Monday, May 14, 2012

Every Rose has its Horn


This past weekend was awesome. As many of you may have noticed, the weather was finally fabulous and it appears we may have some sunshine in this lifetime to enjoy. Aside from the bright sunshiney days, I also basked in the brilliance of musical talent.

Saturday evening I went to Jazz at Lincoln Center to see The Music of Jelly Roll Morton as part of their New Orleans Celebration. The Marcus Roberts trio (Marcus Roberts, piano; Rodney Jordan, bass; Jason Marsalis, drums) joined forces with talented horn players (Alphonso Horne, trumpet; Ron Westray, trombone; Stephen Rile, saxophone; Richard Pascal, saxophone; Joe Goldberg, clarinet) for an evening of Jelly Roll’s famous tunes.

I sat dead center orchestra in the Rose Center theater – which, by the way, is a stunning theater—for the low, low price of $10. TEN DOLLARS! Jazz at Lincoln Center offers Hot Seats, $10 tickets for each Rose Center performance and select Allen Room performances available at the box office on the Wednesday before the show. Cheap tickets in advance! No age or student status required. This was a find, my friends.

The concert was fantastic for those of you jazz fiends out there. These instrumentalists are at the top of their game. Watching Marcus Roberts, a pianist who lost his sight at age 5, was astounding. Something like watching Ray Charles live. The sound of his piano and the horns filled that Rose Center with that old New Orleans, upbeat Dixie sound.

I felt so classy dressing up and heading to JALC, arguably a place where the more sophisticated residents of New York spend their evenings clapping respectfully and drinking $20 beverages with their pinkies up. It felt mature to join this crowd of high-society music aficionados.

But the music didn’t stop there. I tried my luck at The Book of Mormon lottery for the fifth? sixth? who’s counting anymore? time. I lost. Never have I had such terrible luck at a lottery. It could have been that there are never less than 150 people there, but still.
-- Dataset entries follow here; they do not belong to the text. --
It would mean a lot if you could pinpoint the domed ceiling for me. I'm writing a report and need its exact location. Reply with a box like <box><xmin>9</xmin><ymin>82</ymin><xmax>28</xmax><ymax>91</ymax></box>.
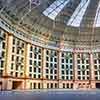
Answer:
<box><xmin>0</xmin><ymin>0</ymin><xmax>100</xmax><ymax>46</ymax></box>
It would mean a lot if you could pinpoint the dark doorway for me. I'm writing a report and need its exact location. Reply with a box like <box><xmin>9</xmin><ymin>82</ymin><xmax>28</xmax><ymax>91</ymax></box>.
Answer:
<box><xmin>96</xmin><ymin>83</ymin><xmax>100</xmax><ymax>89</ymax></box>
<box><xmin>12</xmin><ymin>81</ymin><xmax>22</xmax><ymax>89</ymax></box>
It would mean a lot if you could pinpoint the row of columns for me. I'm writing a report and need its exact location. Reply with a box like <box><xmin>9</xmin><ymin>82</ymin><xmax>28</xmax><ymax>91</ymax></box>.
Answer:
<box><xmin>1</xmin><ymin>34</ymin><xmax>95</xmax><ymax>88</ymax></box>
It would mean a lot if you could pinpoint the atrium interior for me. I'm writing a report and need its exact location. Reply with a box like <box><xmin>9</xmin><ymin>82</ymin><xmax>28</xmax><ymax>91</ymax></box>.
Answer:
<box><xmin>0</xmin><ymin>0</ymin><xmax>100</xmax><ymax>90</ymax></box>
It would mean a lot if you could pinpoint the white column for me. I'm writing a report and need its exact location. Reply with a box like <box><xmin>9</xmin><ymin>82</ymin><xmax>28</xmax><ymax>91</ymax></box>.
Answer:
<box><xmin>90</xmin><ymin>53</ymin><xmax>95</xmax><ymax>88</ymax></box>
<box><xmin>73</xmin><ymin>52</ymin><xmax>78</xmax><ymax>89</ymax></box>
<box><xmin>24</xmin><ymin>43</ymin><xmax>31</xmax><ymax>89</ymax></box>
<box><xmin>5</xmin><ymin>35</ymin><xmax>13</xmax><ymax>76</ymax></box>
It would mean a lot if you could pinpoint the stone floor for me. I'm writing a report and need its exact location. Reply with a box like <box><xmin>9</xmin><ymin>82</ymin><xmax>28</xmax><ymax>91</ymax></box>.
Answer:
<box><xmin>0</xmin><ymin>91</ymin><xmax>100</xmax><ymax>100</ymax></box>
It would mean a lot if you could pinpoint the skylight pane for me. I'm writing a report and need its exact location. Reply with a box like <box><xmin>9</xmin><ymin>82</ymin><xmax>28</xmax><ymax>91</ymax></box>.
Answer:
<box><xmin>94</xmin><ymin>2</ymin><xmax>100</xmax><ymax>27</ymax></box>
<box><xmin>67</xmin><ymin>0</ymin><xmax>90</xmax><ymax>27</ymax></box>
<box><xmin>43</xmin><ymin>0</ymin><xmax>70</xmax><ymax>20</ymax></box>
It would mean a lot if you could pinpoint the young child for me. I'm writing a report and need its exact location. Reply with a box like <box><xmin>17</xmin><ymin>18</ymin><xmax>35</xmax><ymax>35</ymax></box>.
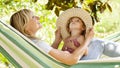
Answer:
<box><xmin>62</xmin><ymin>17</ymin><xmax>88</xmax><ymax>55</ymax></box>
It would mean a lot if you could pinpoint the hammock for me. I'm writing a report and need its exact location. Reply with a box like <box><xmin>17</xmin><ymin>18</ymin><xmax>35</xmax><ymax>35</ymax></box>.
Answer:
<box><xmin>0</xmin><ymin>21</ymin><xmax>120</xmax><ymax>68</ymax></box>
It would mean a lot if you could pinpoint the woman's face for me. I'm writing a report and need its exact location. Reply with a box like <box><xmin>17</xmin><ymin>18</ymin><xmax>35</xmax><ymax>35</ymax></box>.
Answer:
<box><xmin>69</xmin><ymin>17</ymin><xmax>84</xmax><ymax>31</ymax></box>
<box><xmin>26</xmin><ymin>12</ymin><xmax>42</xmax><ymax>34</ymax></box>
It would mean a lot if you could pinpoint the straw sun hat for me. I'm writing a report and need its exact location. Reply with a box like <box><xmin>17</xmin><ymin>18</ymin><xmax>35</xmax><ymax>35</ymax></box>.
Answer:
<box><xmin>56</xmin><ymin>8</ymin><xmax>93</xmax><ymax>39</ymax></box>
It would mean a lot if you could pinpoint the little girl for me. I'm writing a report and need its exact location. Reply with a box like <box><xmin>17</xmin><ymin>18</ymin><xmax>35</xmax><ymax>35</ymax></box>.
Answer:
<box><xmin>53</xmin><ymin>17</ymin><xmax>88</xmax><ymax>55</ymax></box>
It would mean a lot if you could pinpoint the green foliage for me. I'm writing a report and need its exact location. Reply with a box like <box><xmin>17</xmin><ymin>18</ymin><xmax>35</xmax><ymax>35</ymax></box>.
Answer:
<box><xmin>0</xmin><ymin>0</ymin><xmax>120</xmax><ymax>67</ymax></box>
<box><xmin>46</xmin><ymin>0</ymin><xmax>112</xmax><ymax>22</ymax></box>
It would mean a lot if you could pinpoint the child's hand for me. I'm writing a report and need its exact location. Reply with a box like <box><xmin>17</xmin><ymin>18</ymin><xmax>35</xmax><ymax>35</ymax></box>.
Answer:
<box><xmin>84</xmin><ymin>47</ymin><xmax>88</xmax><ymax>56</ymax></box>
<box><xmin>87</xmin><ymin>28</ymin><xmax>94</xmax><ymax>39</ymax></box>
<box><xmin>55</xmin><ymin>28</ymin><xmax>62</xmax><ymax>41</ymax></box>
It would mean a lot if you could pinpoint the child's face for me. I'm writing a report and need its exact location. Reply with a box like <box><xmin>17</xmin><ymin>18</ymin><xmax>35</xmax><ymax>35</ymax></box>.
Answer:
<box><xmin>69</xmin><ymin>17</ymin><xmax>84</xmax><ymax>31</ymax></box>
<box><xmin>26</xmin><ymin>11</ymin><xmax>42</xmax><ymax>34</ymax></box>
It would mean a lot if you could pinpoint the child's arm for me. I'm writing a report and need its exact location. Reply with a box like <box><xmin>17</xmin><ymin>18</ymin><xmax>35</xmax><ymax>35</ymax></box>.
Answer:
<box><xmin>77</xmin><ymin>35</ymin><xmax>88</xmax><ymax>55</ymax></box>
<box><xmin>52</xmin><ymin>29</ymin><xmax>62</xmax><ymax>49</ymax></box>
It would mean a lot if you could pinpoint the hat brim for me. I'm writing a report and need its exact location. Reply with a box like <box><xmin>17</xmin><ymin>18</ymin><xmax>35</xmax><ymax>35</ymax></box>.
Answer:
<box><xmin>56</xmin><ymin>8</ymin><xmax>93</xmax><ymax>39</ymax></box>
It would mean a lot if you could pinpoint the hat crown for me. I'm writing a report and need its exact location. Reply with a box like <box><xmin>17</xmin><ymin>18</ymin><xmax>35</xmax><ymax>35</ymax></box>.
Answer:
<box><xmin>56</xmin><ymin>8</ymin><xmax>93</xmax><ymax>39</ymax></box>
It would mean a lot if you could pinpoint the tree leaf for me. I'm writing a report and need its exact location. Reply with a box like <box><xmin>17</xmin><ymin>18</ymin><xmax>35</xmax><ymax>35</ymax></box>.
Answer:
<box><xmin>54</xmin><ymin>7</ymin><xmax>59</xmax><ymax>16</ymax></box>
<box><xmin>106</xmin><ymin>3</ymin><xmax>112</xmax><ymax>12</ymax></box>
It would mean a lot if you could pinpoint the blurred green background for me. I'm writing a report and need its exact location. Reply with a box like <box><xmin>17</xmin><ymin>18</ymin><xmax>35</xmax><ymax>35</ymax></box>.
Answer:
<box><xmin>0</xmin><ymin>0</ymin><xmax>120</xmax><ymax>68</ymax></box>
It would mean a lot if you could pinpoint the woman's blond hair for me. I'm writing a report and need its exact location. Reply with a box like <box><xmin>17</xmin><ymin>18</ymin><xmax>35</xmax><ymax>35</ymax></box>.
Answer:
<box><xmin>10</xmin><ymin>9</ymin><xmax>35</xmax><ymax>38</ymax></box>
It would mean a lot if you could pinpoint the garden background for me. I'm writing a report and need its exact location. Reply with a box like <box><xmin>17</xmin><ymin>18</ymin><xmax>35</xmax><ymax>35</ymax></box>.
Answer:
<box><xmin>0</xmin><ymin>0</ymin><xmax>120</xmax><ymax>68</ymax></box>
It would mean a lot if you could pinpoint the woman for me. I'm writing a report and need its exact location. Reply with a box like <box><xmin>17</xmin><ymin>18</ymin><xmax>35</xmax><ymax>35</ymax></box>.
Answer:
<box><xmin>52</xmin><ymin>8</ymin><xmax>120</xmax><ymax>60</ymax></box>
<box><xmin>10</xmin><ymin>9</ymin><xmax>94</xmax><ymax>65</ymax></box>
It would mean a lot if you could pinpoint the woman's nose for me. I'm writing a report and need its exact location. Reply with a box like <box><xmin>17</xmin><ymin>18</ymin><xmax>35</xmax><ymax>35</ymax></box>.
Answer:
<box><xmin>35</xmin><ymin>16</ymin><xmax>40</xmax><ymax>20</ymax></box>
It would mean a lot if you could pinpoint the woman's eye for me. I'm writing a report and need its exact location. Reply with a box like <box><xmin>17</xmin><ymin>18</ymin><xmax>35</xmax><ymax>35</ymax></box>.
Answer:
<box><xmin>32</xmin><ymin>16</ymin><xmax>35</xmax><ymax>18</ymax></box>
<box><xmin>77</xmin><ymin>20</ymin><xmax>79</xmax><ymax>22</ymax></box>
So I decided to just deal with it and try for a Standing Room Only ticket. Now I am VERY against standing room—not the fact that it exists, but the idea of buying a SRO ticket for myself. I KNOW I am going to end up in pain from standing for so long and that it will distract me from the show. But, I was at my wit’s end. So for $27 I had a dead center orchestra SRO seat. I stood the whole show.

This experience, a little less class and a little more sass. The show is fantastic, although the reason it is selling out like mad is because of the shock value in its offensiveness towards religion, Mormonism, AIDs, female circumcision and general poverty in Africa. The humor is not necessarily my cup of tea, which is why I am not instantaneously obsessed.

It’s not that BOM doesn’t deserve a full house, but people wouldn’t be clamoring as they are if this was just a well-put together musical about the same flambouyant Mormon missionaries but they end up working in, say, England. The British aren’t that amusing to make fun of.

Andrew Rannels (Elder Price) totally deserved his Tony nom. His voice is clear as a bell. It does not sound like he has been singing that song, that high in his range, 8 times a week for over a year. Brava. The story is solid, unlike so many Broadway shows with characters you don’t feel for (see: Ghost The Musical) or haphazard books. The music is of the classic showtune variety and each song sounds like it has a place in THIS show in one unified score.

I feel like sending Casey Nicholaw (Director/Choreographer) a Valentine. I love his work and he is truly a master at classic Broadway. He allows the show and its dance numbers to be cheesy at times, but not overly so. He demands character depth from his actors.

All in all, the show is great, but it IS offensive. This time: every rose has its thorn, and for me, much of the humor in the script was the thorn on this blossom of a musical.